Pei, Zhonghua published the artcileExploration of Pyrrolobenzodiazepine (PBD)-Dimers Containing Disulfide-Based Prodrugs as Payloads for Antibody-Drug Conjugates, Quality Control of 73303-88-5, the publication is Molecular Pharmaceutics (2018), 15(9), 3979-3996, database is CAplus and MEDLINE.

A number of cytotoxic pyrrolobenzodiazepine (PBD) monomers containing various disulfide-based prodrugs were evaluated for their ability to undergo activation (disulfide cleavage) in vitro in the presence of either glutathione (GSH) or cysteine (Cys). A good correlation was observed between in vitro GSH stability and in vitro cytotoxicity toward tumor cell lines. The prodrug-containing compounds were typically more potent against cells with relatively high intracellular GSH levels (e.g., KPL-4 cells). Several antibody-drug conjugates (ADCs) were subsequently constructed from PBD dimers that incorporated selected disulfide-based prodrugs. Such HER2 conjugates exhibited potent antiproliferation activity against KPL-4 cells in vitro in an antigen-dependent manner. However, the disulfide prodrugs contained in the majority of such entities were surprisingly unstable toward whole blood from various species. One HER2-targeting conjugate that contained a thiophenol-derived disulfide prodrug was an exception to this stability trend. It exhibited potent activity in a KPL-4 in vivo efficacy model that was approx. three-fold weaker than that displayed by the corresponding parent ADC. The same prodrug-containing conjugate demonstrated a three-fold improvement in mouse tolerability properties in vivo relative to the parent ADC, which did not contain the prodrug.

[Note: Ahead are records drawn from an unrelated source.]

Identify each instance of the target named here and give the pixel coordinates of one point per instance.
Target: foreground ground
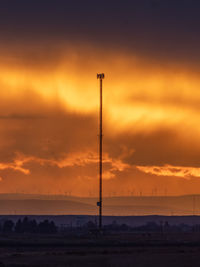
(108, 251)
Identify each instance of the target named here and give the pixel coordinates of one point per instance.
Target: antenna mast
(99, 204)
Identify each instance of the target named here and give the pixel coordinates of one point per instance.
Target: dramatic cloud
(49, 96)
(168, 170)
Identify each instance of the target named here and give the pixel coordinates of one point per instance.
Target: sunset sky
(50, 53)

Molecular Pharmaceutics published new progress about 73303-88-5. 73303-88-5 belongs to alcohols-buliding-blocks, auxiliary class Thiol,Aliphatic hydrocarbon chain,Alcohol, name is 2-Methyl-2-sulfanylpropan-1-ol, and the molecular formula is C4H10OS, Quality Control of 73303-88-5.

Referemce:
https://en.wikipedia.org/wiki/Alcohol,
Alcohols – Chemistry LibreTexts

Yasin Tabatabaei Dakhili, S. published the artcileRecombinant silicateins as model biocatalysts in organosiloxane chemistry, Category: alcohols-buliding-blocks, the publication is Proceedings of the National Academy of Sciences of the United States of America (2017), 114(27), E5285-E5291, database is CAplus and MEDLINE.

The family of silicatein enzymes from marine sponges (phylum Porifera) is unique in nature for catalyzing the formation of inorganic silica structures, which the organisms incorporate into their skeleton. However, the synthesis of organosiloxanes catalyzed by these enzymes has thus far remained largely unexplored. To investigate the reactivity of these enzymes in relation to this important class of compounds, their catalysis of Si-O bond hydrolysis and condensation was investigated with a range of model organosilanols and silyl ethers. The enzymes’ kinetic parameters were obtained by a high-throughput colorimetric assay based on the hydrolysis of 4-nitrophenyl silyl ethers. These assays showed unambiguous catalysis with k_cat/K_m values on the order of 2-50 min^-1 μM^-1. Condensation reactions were also demonstrated by the generation of silyl ethers from their corresponding silanols and alcs. Notably, when presented with a substrate bearing both aliphatic and aromatic hydroxy groups the enzyme preferentially silylates the latter group, in clear contrast to nonenzymic silylations. Furthermore, the silicateins are able to catalyze transetherifications, where the silyl group from one silyl ether may be transferred to a recipient alc. Despite close sequence homol. to the protease cathepsin L, the silicateins seem to exhibit no significant protease or esterase activity when tested against analogous substrates. Overall, these results suggest the silicateins are promising candidates for future elaboration into efficient and selective biocatalysts for organosiloxane chem.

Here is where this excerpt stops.